The core and peripheral thermal compartments were of similar size (e.g., weight). However, active warming increased peripheral tissue heat content roughly three times as much as the core over the course of the study. The differences were even more pronounced during the initial warming phase. For example, peripheral heat content after one hour of circulating water increased 114 kcal whereas core content increased only 34 kcal. The analogous values for forced air were 71 and 9 kcal. Peripheral compartment heat content thus increased 60-80 kcal more than the core compartment with each device. These data indicate that tissue insulation restricted rapid flow of heat from the periphery to the core. In other words, applied heat was constrained by the insulating properties of peripheral tissues, thus significantly limiting the rate at which core temperature increased.

That peripheral tissues insulated the core and slowed heat transfer in our volunteers is consistent with observations of Plattner et al. who found that peripheral tissues isolate the core from heat applied to the skin surface in the post-anesthetic period.¹² Similarly, Szmuk et al. found that core rewarming was slowed by postoperative vasoconstriction.²³ In contrast, peripheral-to-core heat transfer is unimpeded during anesthesia,¹⁹ whether subjects are vasodilated or vasoconstricted.²⁴ The critical distinction amongst these studies is that volunteers were fully anesthetized in the later protocols whereas they were unanesthetized in the former ones.

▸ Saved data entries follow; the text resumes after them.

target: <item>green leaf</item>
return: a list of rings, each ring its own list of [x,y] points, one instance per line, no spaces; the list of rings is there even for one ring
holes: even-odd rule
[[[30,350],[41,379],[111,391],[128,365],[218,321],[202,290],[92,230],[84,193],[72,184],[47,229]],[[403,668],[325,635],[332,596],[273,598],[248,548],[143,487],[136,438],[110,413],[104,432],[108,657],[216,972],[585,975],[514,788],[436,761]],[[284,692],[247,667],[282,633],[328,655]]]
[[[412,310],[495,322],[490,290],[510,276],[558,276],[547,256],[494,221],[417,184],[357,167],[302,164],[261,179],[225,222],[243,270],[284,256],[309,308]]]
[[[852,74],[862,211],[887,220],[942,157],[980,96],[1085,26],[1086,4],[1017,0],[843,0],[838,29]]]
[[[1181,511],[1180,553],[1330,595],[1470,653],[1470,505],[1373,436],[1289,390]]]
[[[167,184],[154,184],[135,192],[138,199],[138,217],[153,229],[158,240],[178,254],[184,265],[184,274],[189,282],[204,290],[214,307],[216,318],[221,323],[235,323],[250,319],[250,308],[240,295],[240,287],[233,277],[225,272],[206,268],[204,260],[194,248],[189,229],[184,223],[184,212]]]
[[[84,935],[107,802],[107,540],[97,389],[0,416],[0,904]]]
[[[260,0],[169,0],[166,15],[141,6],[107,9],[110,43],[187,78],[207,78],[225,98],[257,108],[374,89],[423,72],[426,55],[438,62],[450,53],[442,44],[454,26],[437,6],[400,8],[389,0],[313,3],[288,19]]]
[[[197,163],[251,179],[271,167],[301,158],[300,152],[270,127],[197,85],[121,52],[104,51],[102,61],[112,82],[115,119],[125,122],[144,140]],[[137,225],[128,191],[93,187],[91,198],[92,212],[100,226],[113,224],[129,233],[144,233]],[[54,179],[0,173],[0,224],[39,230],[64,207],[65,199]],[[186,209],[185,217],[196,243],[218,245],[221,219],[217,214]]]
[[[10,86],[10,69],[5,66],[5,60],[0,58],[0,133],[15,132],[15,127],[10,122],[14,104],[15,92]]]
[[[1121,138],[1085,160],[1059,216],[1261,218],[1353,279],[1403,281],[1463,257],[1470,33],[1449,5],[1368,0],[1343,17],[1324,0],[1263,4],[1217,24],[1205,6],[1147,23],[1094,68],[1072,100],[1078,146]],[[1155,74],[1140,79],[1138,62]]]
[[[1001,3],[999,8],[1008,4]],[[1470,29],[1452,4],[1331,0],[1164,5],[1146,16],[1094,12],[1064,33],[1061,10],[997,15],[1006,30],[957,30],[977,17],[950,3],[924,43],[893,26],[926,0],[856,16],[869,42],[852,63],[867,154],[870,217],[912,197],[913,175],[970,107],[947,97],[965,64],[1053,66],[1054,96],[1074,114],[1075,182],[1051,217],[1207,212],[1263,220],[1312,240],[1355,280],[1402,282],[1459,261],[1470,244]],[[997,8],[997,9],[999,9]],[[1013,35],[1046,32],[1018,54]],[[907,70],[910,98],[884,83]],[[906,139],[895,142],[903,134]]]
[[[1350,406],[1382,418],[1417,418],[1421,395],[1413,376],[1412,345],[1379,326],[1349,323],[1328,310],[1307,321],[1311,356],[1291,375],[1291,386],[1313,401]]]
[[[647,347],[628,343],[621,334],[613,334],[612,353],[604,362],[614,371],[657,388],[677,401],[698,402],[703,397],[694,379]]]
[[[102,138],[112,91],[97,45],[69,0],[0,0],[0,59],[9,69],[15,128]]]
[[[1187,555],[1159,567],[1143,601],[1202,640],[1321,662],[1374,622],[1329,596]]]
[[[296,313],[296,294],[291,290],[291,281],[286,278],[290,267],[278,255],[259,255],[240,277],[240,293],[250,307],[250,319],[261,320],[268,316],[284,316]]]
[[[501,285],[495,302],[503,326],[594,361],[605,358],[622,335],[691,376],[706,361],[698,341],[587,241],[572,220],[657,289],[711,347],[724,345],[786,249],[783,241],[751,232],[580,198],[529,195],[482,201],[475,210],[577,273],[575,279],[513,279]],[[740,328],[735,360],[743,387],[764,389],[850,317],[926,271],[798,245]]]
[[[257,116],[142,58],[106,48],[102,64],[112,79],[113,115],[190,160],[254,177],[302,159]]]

Although our volunteers remained intubated, they were very lightly anesthetized and fully vasoconstricted. It is thus unlikely that they were given sufficient anesthesia to cause direct arteriolar vasodilation that seems to be critical for rapid peripheral-to-core heat transfer.

Although core temperatures were virtually identical at onset of warming, peripheral tissue temperature was slightly cooler on the circulating-water day. This lower initial skin temperature and greater initial core-to-peripheral tissue-temperature gradient increases the apparent efficacy of circulating water. However, the tissue temperature difference was only a few tenths of a °C and thus unlikely to have substantially altered the results.

Traditional circulating-water mattresses are associated with “pressure-heat necrosis” (i.e., burn) that results when tissue compressed by the weight of the patient is simultaneously warmed.^25-28 Gali et al.²⁹ recently reported the case of a 67-year-old woman who developed burns on her back after 6.5 hours of surgery while being warmed with the same circulating-water garment we used. Thus, when using this system, clinicians should consider any risk factors such as age, length of surgery, and nutritional status, which may predispose a patient to skin injury.

In summary, the circulating-water garment transferred more heat than forced air, especially during the first hour of warming, with the difference resulting largely from posterior heating. Excessive heating of peripheral thermal compartment indicates that peripheral tissues insulated the core, thus slowing heat transfer.